Canada Water Act annual report for 2019 to 2020: chapter 6

6 Inter-jurisdictional water boards

Inter-jurisdictional water boards have been established to focus on specific water issues that have implications for more than one province or territory. Domestic inter-jurisdictional boards include the Mackenzie River Basin Board (MRBB), the Prairie Provinces Water Board (PPWB), the Lake of the Woods Control Board (LWCB) and the Ottawa River Regulation Planning Board (ORRPB). The 2019-2020 activities of each are described below.

There are also many international transboundary and inter-jurisdictional water boards in which Canada participates, most of which are led by the International Joint Commission (IJC). The work of the IJC is not pursuant to the CWA; as such, ECCC reports on progress under the Environment and Climate Change Canada-International Joint Commission Memorandum of Understanding.

6.1 Mackenzie River Basin Board

Agreement: Mackenzie River Basin Transboundary Waters Master Agreement in July 1997 (Master Agreement).
Signatory Governments: Canada, British Columbia, Alberta, Saskatchewan, the Northwest Territories, and Yukon
Board: Mackenzie River Basin Board (MRBB)

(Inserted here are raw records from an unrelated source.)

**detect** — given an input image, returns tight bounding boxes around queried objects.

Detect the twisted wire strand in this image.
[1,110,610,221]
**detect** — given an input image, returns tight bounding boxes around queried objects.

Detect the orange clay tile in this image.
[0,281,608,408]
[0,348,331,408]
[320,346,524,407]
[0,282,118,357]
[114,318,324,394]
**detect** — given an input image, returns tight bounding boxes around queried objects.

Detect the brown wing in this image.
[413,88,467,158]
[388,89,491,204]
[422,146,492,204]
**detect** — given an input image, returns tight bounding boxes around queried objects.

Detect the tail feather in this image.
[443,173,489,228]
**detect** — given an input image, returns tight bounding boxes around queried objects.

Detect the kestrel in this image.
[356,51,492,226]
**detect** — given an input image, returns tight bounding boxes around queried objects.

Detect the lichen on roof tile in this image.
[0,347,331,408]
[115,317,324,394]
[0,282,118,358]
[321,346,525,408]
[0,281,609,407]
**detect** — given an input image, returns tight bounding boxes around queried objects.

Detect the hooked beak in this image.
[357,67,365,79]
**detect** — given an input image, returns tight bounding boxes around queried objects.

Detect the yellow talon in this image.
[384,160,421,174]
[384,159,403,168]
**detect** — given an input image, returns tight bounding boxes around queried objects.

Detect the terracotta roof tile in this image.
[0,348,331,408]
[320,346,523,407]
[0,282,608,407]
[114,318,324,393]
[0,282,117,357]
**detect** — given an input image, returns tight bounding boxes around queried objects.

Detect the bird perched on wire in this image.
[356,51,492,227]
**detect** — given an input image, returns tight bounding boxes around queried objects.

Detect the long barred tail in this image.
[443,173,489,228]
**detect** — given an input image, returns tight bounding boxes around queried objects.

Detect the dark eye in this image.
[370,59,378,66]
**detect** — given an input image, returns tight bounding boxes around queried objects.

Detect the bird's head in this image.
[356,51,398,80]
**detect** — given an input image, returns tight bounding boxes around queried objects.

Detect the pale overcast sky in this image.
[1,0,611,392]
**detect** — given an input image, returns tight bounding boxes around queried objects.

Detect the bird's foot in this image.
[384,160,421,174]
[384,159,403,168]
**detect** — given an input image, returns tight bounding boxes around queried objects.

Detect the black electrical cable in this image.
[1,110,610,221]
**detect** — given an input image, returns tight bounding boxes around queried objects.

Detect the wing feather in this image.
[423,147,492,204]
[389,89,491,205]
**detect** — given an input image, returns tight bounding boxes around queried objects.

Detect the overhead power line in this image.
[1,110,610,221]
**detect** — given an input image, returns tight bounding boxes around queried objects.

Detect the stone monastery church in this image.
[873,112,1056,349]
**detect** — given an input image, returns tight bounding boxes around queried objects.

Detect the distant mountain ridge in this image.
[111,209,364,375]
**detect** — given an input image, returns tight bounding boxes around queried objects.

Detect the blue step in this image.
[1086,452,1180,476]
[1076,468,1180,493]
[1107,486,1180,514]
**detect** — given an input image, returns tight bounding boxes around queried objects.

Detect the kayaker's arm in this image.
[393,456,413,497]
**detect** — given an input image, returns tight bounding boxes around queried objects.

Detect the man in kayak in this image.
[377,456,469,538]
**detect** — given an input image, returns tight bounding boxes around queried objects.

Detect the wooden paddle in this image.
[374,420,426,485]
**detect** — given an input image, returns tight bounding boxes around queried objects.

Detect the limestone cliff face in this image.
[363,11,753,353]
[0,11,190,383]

The Master Agreement states that the waters of the Mackenzie River Basin should be managed to preserve the ecological integrity of the aquatic ecosystem and to facilitate reasonable, equitable, and sustainable use of this resource for present and future generations. The Master Agreement provides for early and effective consultation on potential developments and activities in the basin that could affect the integrity of the aquatic ecosystem. It also contains provisions for seven bilateral agreements between adjacent jurisdictions in the basin.

The MRBB represents all parties to the Master Agreement and administers the provisions of the Master Agreement. Federal members include representatives from ECCC and Crown-Indigenous Relations and Northern Affairs Canada. Representatives from the Parks Canada Agency joined the board in 2020. Ten members represent the three provinces and two territories in the basin, including an appointee from each provincial and territorial water management agency, and an Indigenous board member representing Indigenous peoples in each of the five jurisdictions.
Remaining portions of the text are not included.